The coauthors worry that these trends portend trouble for the West. But instead of decoupling North America and Europe — in essence, leaving Europeans to defend themselves so the US can focus on China — Future War argues that the alliance should remain the West’s defensive center of gravity. Striking a strategic balance commensurate with the threat will require creative thinking: trading space for time by exercising the transition from contested peace to all-out conflict, making preparations to receive US strategic heavy forces, considering a more forward-based presence along the eastern flank, and preparing for high-tech warfare.
Putin’s war strengthens their argument. It demonstrates that Putin’s Russia cannot be parked, only managed. This is not to diminish China, the pacing threat — but pivoting to the Indo-Pacific without a sustainable, forward-looking deterrence plan for Europe is merely hope disguised as strategy.
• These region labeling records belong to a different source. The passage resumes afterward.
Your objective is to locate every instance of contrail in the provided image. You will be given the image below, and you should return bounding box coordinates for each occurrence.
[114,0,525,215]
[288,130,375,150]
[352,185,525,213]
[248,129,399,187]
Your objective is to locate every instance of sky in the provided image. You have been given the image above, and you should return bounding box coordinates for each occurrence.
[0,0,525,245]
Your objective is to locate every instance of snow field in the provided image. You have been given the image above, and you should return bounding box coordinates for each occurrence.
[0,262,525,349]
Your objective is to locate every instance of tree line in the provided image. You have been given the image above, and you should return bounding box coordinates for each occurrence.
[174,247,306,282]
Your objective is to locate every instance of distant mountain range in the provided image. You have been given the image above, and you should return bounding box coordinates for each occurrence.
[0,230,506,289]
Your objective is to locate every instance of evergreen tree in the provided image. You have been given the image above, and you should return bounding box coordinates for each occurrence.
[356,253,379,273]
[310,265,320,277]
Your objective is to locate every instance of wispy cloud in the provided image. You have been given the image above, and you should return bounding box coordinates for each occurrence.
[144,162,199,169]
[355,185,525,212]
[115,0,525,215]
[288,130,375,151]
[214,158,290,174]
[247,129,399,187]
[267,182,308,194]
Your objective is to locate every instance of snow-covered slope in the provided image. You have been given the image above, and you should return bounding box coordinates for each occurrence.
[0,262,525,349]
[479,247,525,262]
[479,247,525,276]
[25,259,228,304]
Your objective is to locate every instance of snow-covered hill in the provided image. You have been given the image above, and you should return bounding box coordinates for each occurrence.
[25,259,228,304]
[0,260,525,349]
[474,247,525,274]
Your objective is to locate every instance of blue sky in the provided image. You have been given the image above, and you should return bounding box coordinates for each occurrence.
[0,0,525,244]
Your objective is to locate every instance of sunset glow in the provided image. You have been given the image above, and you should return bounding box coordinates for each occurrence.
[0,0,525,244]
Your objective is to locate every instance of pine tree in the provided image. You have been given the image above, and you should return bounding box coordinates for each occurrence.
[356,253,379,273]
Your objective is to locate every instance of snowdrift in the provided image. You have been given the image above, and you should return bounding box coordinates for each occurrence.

This would invite future tests of Western capabilities and resolve, prevent the West from sequencing crises, and cede an opportunity to deter war in Europe and enable US competition elsewhere. As Thomas Schelling famously argued, the US presence in Europe has an outsized deterrent effect; it need not diminish capacity elsewhere. A strategy organized around the threat environment can and should flow from the transatlantic alliance.
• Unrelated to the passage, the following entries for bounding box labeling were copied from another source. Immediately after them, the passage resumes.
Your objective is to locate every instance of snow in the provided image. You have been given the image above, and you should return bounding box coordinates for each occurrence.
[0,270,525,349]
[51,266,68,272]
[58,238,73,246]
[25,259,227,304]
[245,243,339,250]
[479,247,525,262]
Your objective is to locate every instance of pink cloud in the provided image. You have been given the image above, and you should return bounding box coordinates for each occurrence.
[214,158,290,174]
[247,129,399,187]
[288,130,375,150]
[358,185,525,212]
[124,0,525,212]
Putin’s war is also a reminder of the costs of war — and the importance of allies. Ukraine’s skill, bravery, and morale are the primary reason that Russian forces might culminate in the coming months. This turn of events would have been impossible without Western security assistance. It has also come at a tragic and continuing cost to Ukraine, which speaks to the importance of allies in tilting the military balance and mitigating the intangible factors of warfare. It also underscores the costs of failed deterrence: drain the color from images of Bucha, Mariupol, or Kyiv and many are indistinguishable from the wars of the last century. The line between unprecedented prosperity and the brutality of war is thin.
So as the West prepares for the emerging security environment, it should keep allies close by building cohesion in concrete ways — including through regular consultation, coordination, and exercising. Alliances are the product of consistency, not immediacy. The US cannot expect Europe’s support vis-à-vis China if it does not continue to cultivate its 70-year investment.
Future War was a prescient call-to-arms upon publication last year. In response to Putin’s war, the alliance rallied. It regained some of its urgency and sensibility to tragedy. While ‘future war’ ironically looks much like previous ones — dominated by the mass and steel of heavy equipment rather than drone swarms and weightless cyberstrikes — the emerging security environment will require further rapid and forward-looking adaptation. We must hope that the alliance does not lose momentum before this adaptation is complete.
Carsten Schmiedl is a NATO 2030 Global Fellow. He was previously an analyst with the Center for European Policy Analysis (CEPA) and advisor to the co-chair of the 2020 NATO Reflection Group.